L’Inde n’exporte plus de diesel vers l’Union européenne (UE) et redirige ses cargaisons vers d’autres marchés, notamment l’Afrique de l’Ouest, depuis le début de l’année 2026, selon les données de transport maritime de Kpler et Vortexa. Cette évolution intervient après l’application d’une nouvelle réglementation européenne interdisant l’importation de carburants issus de pétrole russe, même lorsqu’ils ont été raffinés hors de Russie.
Jusqu’ici, l’Inde et la Turquie figuraient parmi les principaux fournisseurs de diesel du marché européen. Elles importaient du brut russe à prix réduit, le raffinaient sur place, puis l’exportaient. Cette pratique permettait au pétrole russe de continuer à accéder indirectement au marché européen sous forme de produits raffinés.

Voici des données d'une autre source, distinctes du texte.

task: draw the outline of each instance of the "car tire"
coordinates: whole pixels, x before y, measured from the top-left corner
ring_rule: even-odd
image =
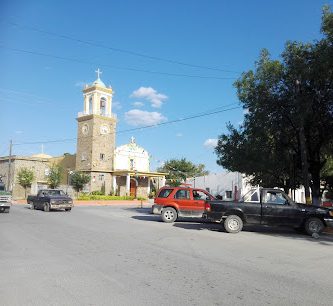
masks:
[[[319,218],[309,218],[305,221],[305,231],[308,235],[320,234],[324,230],[324,223]]]
[[[166,207],[162,210],[162,220],[166,223],[173,223],[177,220],[177,211],[172,207]]]
[[[305,228],[304,226],[301,227],[294,227],[294,231],[298,234],[305,234]]]
[[[223,225],[227,233],[236,234],[243,229],[243,220],[237,215],[230,215],[224,220]]]
[[[44,203],[44,211],[49,212],[50,211],[50,204],[49,203]]]

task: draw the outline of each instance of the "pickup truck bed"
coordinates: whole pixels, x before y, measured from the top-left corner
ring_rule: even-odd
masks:
[[[206,201],[203,217],[238,233],[243,224],[289,226],[309,235],[333,227],[333,210],[293,202],[279,189],[251,189],[239,202]]]

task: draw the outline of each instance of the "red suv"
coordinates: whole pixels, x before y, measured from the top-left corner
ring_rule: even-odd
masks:
[[[164,222],[175,222],[178,217],[202,217],[206,200],[215,198],[206,190],[188,187],[163,187],[154,199],[152,212]]]

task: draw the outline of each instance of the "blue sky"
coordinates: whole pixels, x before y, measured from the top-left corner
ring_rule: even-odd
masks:
[[[278,58],[287,40],[321,37],[332,1],[0,1],[0,156],[75,153],[82,86],[114,89],[116,145],[131,136],[152,170],[186,157],[221,171],[212,144],[238,125],[233,87],[260,50]],[[152,73],[154,72],[154,73]],[[223,111],[234,108],[233,110]],[[209,116],[149,129],[207,112]],[[60,142],[51,142],[60,140]],[[37,144],[27,144],[38,142]]]

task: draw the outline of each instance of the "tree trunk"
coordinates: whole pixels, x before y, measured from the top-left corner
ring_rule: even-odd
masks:
[[[303,123],[299,128],[299,143],[301,149],[301,162],[302,162],[302,180],[305,191],[305,201],[306,204],[311,204],[310,198],[310,184],[309,184],[309,163],[308,163],[308,154],[306,150],[306,139],[304,133]]]
[[[315,206],[320,206],[320,166],[312,168],[312,203]]]

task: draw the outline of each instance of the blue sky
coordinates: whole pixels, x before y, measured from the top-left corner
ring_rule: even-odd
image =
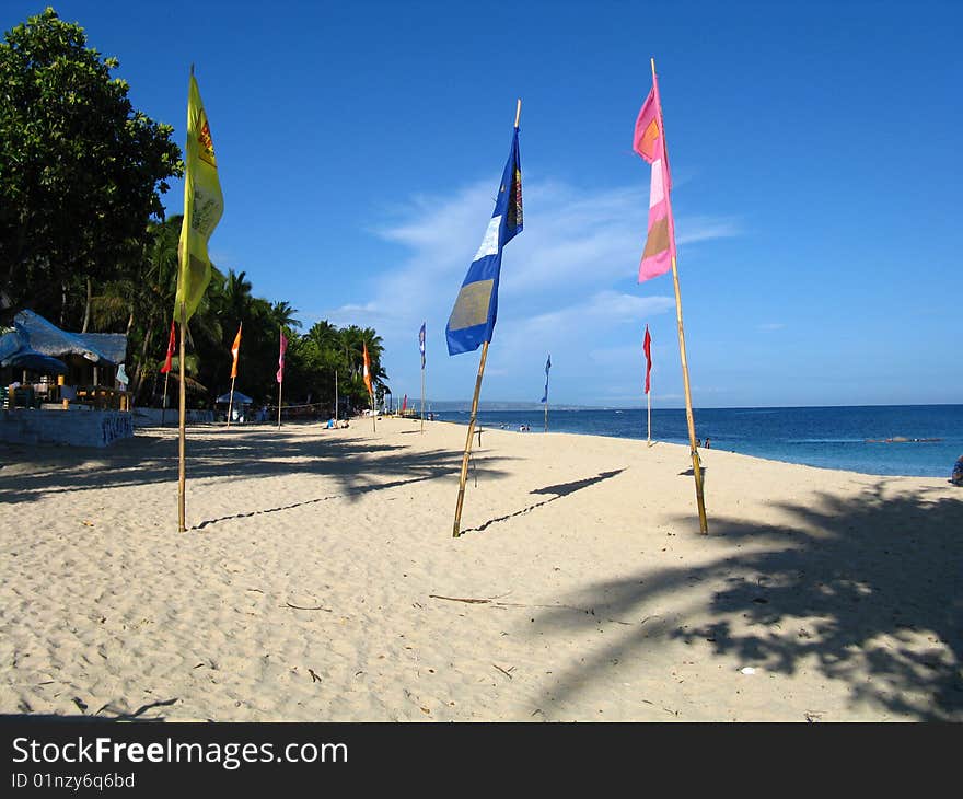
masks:
[[[44,2],[5,0],[4,31]],[[65,0],[184,143],[192,62],[222,269],[375,327],[395,396],[471,397],[444,325],[522,99],[525,229],[483,401],[683,404],[672,279],[636,282],[660,76],[696,407],[963,402],[963,4]],[[166,195],[182,210],[182,185]]]

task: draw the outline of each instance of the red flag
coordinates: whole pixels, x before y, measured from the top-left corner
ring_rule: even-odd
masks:
[[[161,374],[166,374],[171,371],[171,359],[174,357],[174,320],[171,320],[171,338],[167,340],[167,360],[164,361],[164,366],[161,367]]]
[[[285,382],[285,352],[288,351],[288,339],[285,337],[285,334],[281,333],[281,352],[278,356],[278,382]]]
[[[642,341],[646,352],[646,394],[649,393],[649,372],[652,371],[652,337],[649,335],[649,325],[646,325],[646,338]]]
[[[242,322],[237,325],[237,335],[234,336],[234,344],[231,346],[231,351],[234,354],[234,363],[231,367],[231,380],[237,377],[237,356],[241,355],[241,325]]]

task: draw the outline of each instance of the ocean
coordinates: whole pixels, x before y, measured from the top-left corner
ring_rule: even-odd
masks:
[[[810,408],[699,408],[696,436],[713,450],[872,475],[947,477],[963,454],[963,405],[867,405]],[[434,412],[467,424],[468,412]],[[543,410],[484,410],[483,427],[544,430]],[[549,430],[646,438],[646,409],[553,410]],[[684,409],[653,409],[652,438],[688,443]],[[889,439],[889,441],[887,441]],[[902,439],[906,439],[903,441]]]

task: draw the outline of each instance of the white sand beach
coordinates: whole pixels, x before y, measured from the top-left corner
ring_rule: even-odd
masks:
[[[963,720],[963,489],[382,419],[4,445],[0,714]],[[476,485],[477,480],[477,485]],[[471,600],[471,601],[461,601]]]

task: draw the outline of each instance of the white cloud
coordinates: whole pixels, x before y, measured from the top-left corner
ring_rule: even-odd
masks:
[[[411,197],[394,209],[396,221],[374,233],[404,246],[409,255],[376,271],[363,303],[323,309],[335,324],[373,326],[385,341],[393,387],[418,381],[416,336],[428,320],[432,395],[460,398],[469,392],[464,374],[477,368],[473,358],[448,358],[444,324],[494,208],[491,181],[460,188],[449,196]],[[613,343],[639,338],[647,317],[674,308],[672,297],[646,294],[634,286],[645,246],[648,187],[583,190],[558,181],[525,185],[524,230],[504,248],[495,345],[489,352],[491,379],[499,395],[511,398],[513,378],[530,381],[531,361],[544,352],[565,354],[582,372],[592,372],[603,391],[611,361],[603,356]],[[692,217],[676,220],[680,246],[698,246],[736,235],[731,219]],[[641,346],[640,343],[638,345]],[[634,357],[638,347],[633,345]],[[592,379],[591,375],[588,375]],[[487,381],[486,381],[487,384]],[[591,386],[585,386],[590,390]],[[487,392],[486,392],[487,393]],[[559,402],[588,402],[588,396],[559,396]]]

La nouvelle règle européenne impose qu’une raffinerie n’utilise aucun pétrole russe dans les soixante jours précédant l’embarquement d’une cargaison à destination de l’UE, sauf si elle est capable de séparer physiquement les flux de brut russe des autres approvisionnements. Cette exigence technique transforme les choix commerciaux des raffineurs.
Poids du brut russe et stratégies des fournisseurs
En 2025, le pétrole russe représentait 30% des importations maritimes de brut de l’Inde et 48% de celles de la Turquie. Pour continuer à approvisionner l’Europe, les exportateurs devaient soit renoncer au brut russe, soit investir dans des installations de séparation. L’Inde a choisi de suspendre ses livraisons vers l’UE : aucun diesel n’a été envoyé en janvier, alors qu’elle exportait en moyenne 137 000 barils par jour l’an dernier, se hissant au troisième rang des fournisseurs européens, selon Kpler. La Turquie a acheminé quelque 45 000 barils par jour vers l’UE en janvier, avant l’entrée en vigueur de l’embargo européen le 21 janvier, contre une moyenne de 87 000 bpj en 2025.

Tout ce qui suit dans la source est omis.